Llegamos a la casa donde encontramos la puerta totalmente abierta y a Perisi de pie, con una gran cacerola en la mano y lágrimas que le corrían por las mejillas.
— Yah, ¿qué ha pasado? — dijo Simba.
Entonces comprendimos para nuestro alivio que las lágrimas eran de risa y no de pena.
— Yah, vean, la última hora ha sido una de esas en que ocurren muchas cosas — dijo la joven — . Oí pasos extraños alrededor de la casa. Oí el ruido de un hacha y me asusté, pero, Bwana, en mi fuego — señaló con orgullo el hogar que Simba le había hecho, bien a la moda, según nuestro estilo — , Bwana, en mi fuego había agua, en la cacerola que tú me regalaste. Me acerqué silenciosamente a la puerta y la volqué.
Miré con interés hacia la puerta. Había sido antes un tanque para contener cemento que había sido luego estirado y bien trabajado. Perisi siguió contando:
— Y, Bwana, cuando yo quise abrirla, alguien la empujaba. Empujaba con fuerza, Bwana, y no parecía que iba a aflojar, pero cedió algo y cayó hacia adentro. Bwana, cuando ocurrió eso, le eché el agua caliente encima, Kah, y comenzó vociferar. Bwana, no hace muchos minutos que ocurrió eso.
— Jiih, lo oímos — dijo Simba — . ¿Dónde está ése? Déjenme que lo agarre.
— Yah, desapareció entre la maleza — dio Perisi — con la velocidad de nhwiga (la jirafa).

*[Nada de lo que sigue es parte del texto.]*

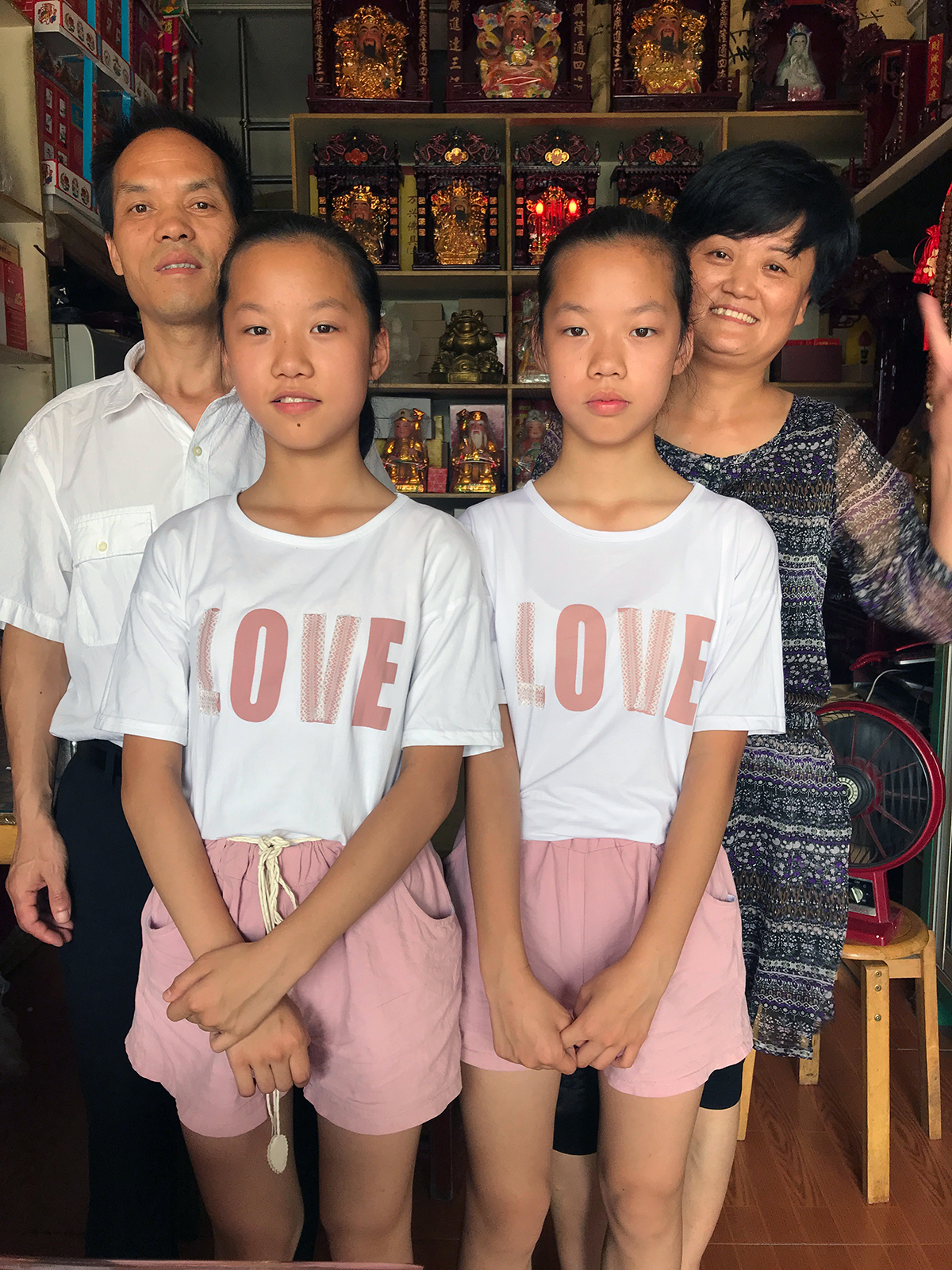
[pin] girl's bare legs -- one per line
(578, 1212)
(367, 1193)
(508, 1118)
(706, 1178)
(255, 1214)
(643, 1151)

La habitación volvió a llenarse con su risa tan alegre. De repente, apareció en su rostro una mirada muy peculiar. La anciana Sechelela que estaba a mi lado, me dijo:
— Bwana, llévate a Simba, Daudi y Sansón afuera. Yah, ha sido cosa buena que me trajeras.
Salimos. El rostro de Simba era un espectáculo. Dijo:
— Bwana, ¿qué pasa ahora?
Como si fuera una respuesta apareció la voz de de Sechelela:
— Bwana, si hemos venido rápido hasta aquí, más rápido tendremos que volver.
Simba levantó a su esposa como si fuera una criatura y la llevó al auto.
Una vez más la acomodamos sobre un viejo colchón y la envolvimos en mantas. Los focos del auto volvieron a buscar su camino a través de la medianoche de Tanganica.
Sechelela abrazaba a la joven, temiendo un salto; luego comentó:
— Bwana, si no hubiera sido por los hechos de Majimbi, no hubiéramos tenido que hacer este safari y ¡yoh ... !
No era necesario decir más porque todos entendíamos que la seguridad de dos vidas dependía de aquel apresurado viaje en la noche tropical.
— Kumbe, Dios usa las acciones de los que luchan contra él para poner en práctica sus planes — dijo Perisi.
Asentí al observar con alivio las luces del hospital en la colina a menos de un kilómetro.
Eran las cuatro de la mañana, unas tres horas después de haber llegado al hospital, salí silenciosamente de la sala de maternidad.
Simba levantó la vista ansiosamente, destapándose la cara que se había tapado con las manos, pero no dijo una palabra.
— Mi amigo — le dije — , eres el padre de un hijo, quizá el niño más pequeño que haya nacido en el hospital.